Ein Thema geht am Stammtisch immer: Fußball. Leider haben die Männer, die sich Sonntagabend regelmäßig im Kirchleuser Gasthaus Pistor treffen und sich "Die lustigen Brüder" nennen, diesmal nicht viel zu reden. Ihr FC musste pausieren. "Spielfrei", weiß Erwin Limmer. "Dann schimpfen wir eben über die, die nicht da sind", sagt er ("Scherz!") und wendet sich dann doch einem Anwesenden zu: "Einen Preußen haben wir auch bei uns."


Assimilierter Oberfranke

Gemeint ist Thomas Mews, der inzwischen zum assimilierten Oberfranken befördert worden ist. Ihm hat der Kirchleuser Stammtisch zu verdanken, dass es ihn überhaupt noch gibt. So kann man am Samstag das 60-Jährige feiern.

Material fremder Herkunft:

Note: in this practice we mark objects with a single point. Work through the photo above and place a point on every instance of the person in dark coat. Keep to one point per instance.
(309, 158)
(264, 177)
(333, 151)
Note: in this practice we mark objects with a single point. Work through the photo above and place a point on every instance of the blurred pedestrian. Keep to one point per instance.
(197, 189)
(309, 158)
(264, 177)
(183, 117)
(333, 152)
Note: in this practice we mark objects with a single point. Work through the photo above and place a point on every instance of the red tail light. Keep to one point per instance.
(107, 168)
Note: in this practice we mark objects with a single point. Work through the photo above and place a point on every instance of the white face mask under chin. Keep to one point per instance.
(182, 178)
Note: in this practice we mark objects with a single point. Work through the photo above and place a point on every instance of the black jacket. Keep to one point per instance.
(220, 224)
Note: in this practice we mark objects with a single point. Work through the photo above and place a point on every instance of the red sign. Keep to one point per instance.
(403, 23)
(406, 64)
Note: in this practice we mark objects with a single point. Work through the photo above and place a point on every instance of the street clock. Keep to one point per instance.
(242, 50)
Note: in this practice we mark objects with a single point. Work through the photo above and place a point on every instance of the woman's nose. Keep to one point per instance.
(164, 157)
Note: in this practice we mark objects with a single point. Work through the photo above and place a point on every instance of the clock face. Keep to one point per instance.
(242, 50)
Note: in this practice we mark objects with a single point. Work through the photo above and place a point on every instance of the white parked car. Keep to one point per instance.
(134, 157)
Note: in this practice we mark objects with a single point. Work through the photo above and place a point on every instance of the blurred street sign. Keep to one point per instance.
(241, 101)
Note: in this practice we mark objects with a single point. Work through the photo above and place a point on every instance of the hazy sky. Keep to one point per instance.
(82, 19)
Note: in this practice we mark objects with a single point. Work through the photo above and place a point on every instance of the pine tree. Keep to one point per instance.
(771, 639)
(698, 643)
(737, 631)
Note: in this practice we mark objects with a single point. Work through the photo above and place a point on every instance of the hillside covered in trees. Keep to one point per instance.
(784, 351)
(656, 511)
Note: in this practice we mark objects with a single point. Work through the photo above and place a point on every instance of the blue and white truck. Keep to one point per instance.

Rückblende ins Jahr 1957 - eine Zeit des Übergangs. Die Menschen sehnen sich nach ein bisschen heiler Welt. Nach dem Elend und den Entbehrungen in der Kriegs- und Nachkriegszeit will man auch in Kirchleus wieder feiern und fröhlich sein.


ZDF gab's noch gar nicht

Laut Dieter Fischer gibt es seinerzeit in dem Dorf zwischen Kulmbach und Kronach drei oder vier Fernsehgeräte. "Dafür hatten die Leute noch kein Geld." Sehen kann man nur ARD - natürlich schwarz-weiß. Das ZDF geht erst 1961 auf Sendung.

Unterhaltung ist vor allem im Wirtshaus geboten. Deshalb gründen zwölf junge Männer am 20. März 1957 den Stammtisch "Die lustigen Brüder". Ein Name, so Chronist Fischer, "der sehr gut passte, denn es ging bei den regelmäßigen Treffen zum Sonntagsfrühschoppen im Vereinslokal Pistor recht lustig zu."

Preisschafkopf, Faschingstanz, Sommernachtsfest, Tagesausflüge und später auch größere Reisen mit Frauen und Freundinnen in die Schweiz, nach Österreich oder an die Nordsee - "Die lustigen Brüder" sind überaus unternehmungslustig.


Streitigkeiten verboten

So geht es über viele Jahre. 1982 hat der Stammtisch 22 Mitglieder, aktuell sind es 21. Eine bunte Mischung. Laut Fischer war es immer "der Kerngedanke, über die aktuellen Dorfereignisse zu diskutieren, aber auch über Sport oder Politik". Streitigkeiten sollen möglichst vermieden werden. "Manchmal musste der Wirt aber einschreiten und die Streithähne er mahnen."

Und es wird gern gesungen, vor allem deutsche Volks- und Heimatlieder. Fischer: "Ging es recht fröhlich und lustig zu, schmeckte das Bier besonders gut. Da kam es schon vor, dass daheim der Sonntagsbraten längst fertig, der Frühschoppen aber noch nicht beendet war."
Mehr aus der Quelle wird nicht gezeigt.